As we see from these Biblical examples, holiness contains an element of the fearful, the numinous, and what Otto in his The Idea of the Holy called, the mysterium tremendum. We see this in the Orthodox Liturgy as well: before he offers the Eucharist, the priest quietly prays, “No one who is bound with the desires and pleasures of the flesh is worthy to approach or draw near or to serve You, O King of Glory; for to minister to You is great and awesome even to the heavenly Powers… I draw near to You and bowing my neck I implore You: do not turn Your face away from me, nor cast me out from among Your children, but make me, Your sinful and unworthy servant, worthy to offer gifts to You.” Holiness is fearful and awe-inspiring, and approaching something holy requires daring.
For Gardner, holiness shares none of these transcendent and dangerous components. For him, holiness is defined as something that is merely morally good, and designed by God, and promotes emotional and spiritual health and happiness. Sex meets all of these qualifications, and so sex is holy.
This is not the Bible’s understanding of holiness. In fact when God came down to Mount Sinai to give the Ten Commandments, the people were commanded to abstain from sex in preparation for meeting the holy God (Exodus 19:10-15). The Bible therefore regards holiness as more than simply good and health-giving. Sex was designed by God and can promote wholeness and happiness, but it is not holy. The sex act was designed by God to promote health, but so was the act of eating, and no one suggests that eating is holy in itself—thus what is received from the Eucharistic Chalice is holy and what is eaten in the coffee hour immediately following the Liturgy is not. Accepting Gardner’s fundamental premise allows little room for such a distinction, and devalues the concept of holiness.
Finally, I suggest that Gardner places too high a value on sexual happiness and adjustment. Sexual harmony is lauded as “the Promised Land”, the apparent summit of happiness in this age. These are not the priorities of Scripture, which take a more prosaic and practical approach to married sexuality, viewing it not just as an image of Christ and His Church, but also as a debt to be discharged.
Gardner’s words about sexual happiness as the Promised Land also tend to leave the pious single still wandering in the wilderness. He attempts to evade this by saying, “Man and woman together most fully represent the image of God…It is important to note that this truth about sex doesn’t mean that unmarried persons are somehow less representative of the image of God than those who are married. It does mean that the fullness of God, His complete image is not fully represented by a lone individual” [italics original]. It is hard to see how Gardner here evades the charge that this indeed leaves the unmarried individual with less of a share of God’s image.
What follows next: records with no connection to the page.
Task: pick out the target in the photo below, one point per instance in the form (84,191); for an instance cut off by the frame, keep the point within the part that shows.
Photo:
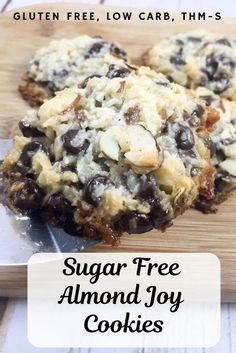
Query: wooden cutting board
(193,232)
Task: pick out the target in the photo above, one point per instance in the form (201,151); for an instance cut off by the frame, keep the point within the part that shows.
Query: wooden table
(13,318)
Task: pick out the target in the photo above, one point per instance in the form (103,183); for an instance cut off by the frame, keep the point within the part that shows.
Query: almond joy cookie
(125,153)
(223,147)
(66,63)
(196,59)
Does the unmarried person have only a portion of God’s image? It is also hard to see how Gardner finds room for St. Paul’s stated preference for celibacy over marriage in 1 Corinthians 7. In 1 Corinthians 7:32f, Paul praises the choice for celibacy, saying that it allows the unmarried person to devote greater attention to the Lord than is possible for the married person. Clearly Paul did not think anything was lacking in such a life of celibacy or that the single person had a lesser share of the divine image than the married person. If marriage was precious silver, then such celibacy was gold.
All in all, Sacred Sex is worth a read, especially if one’s marriage suffers from problems rooted in sexual conflict, selfishness, shame, or insensitivity. It is a good book. It is also a book which only an Evangelical could have written.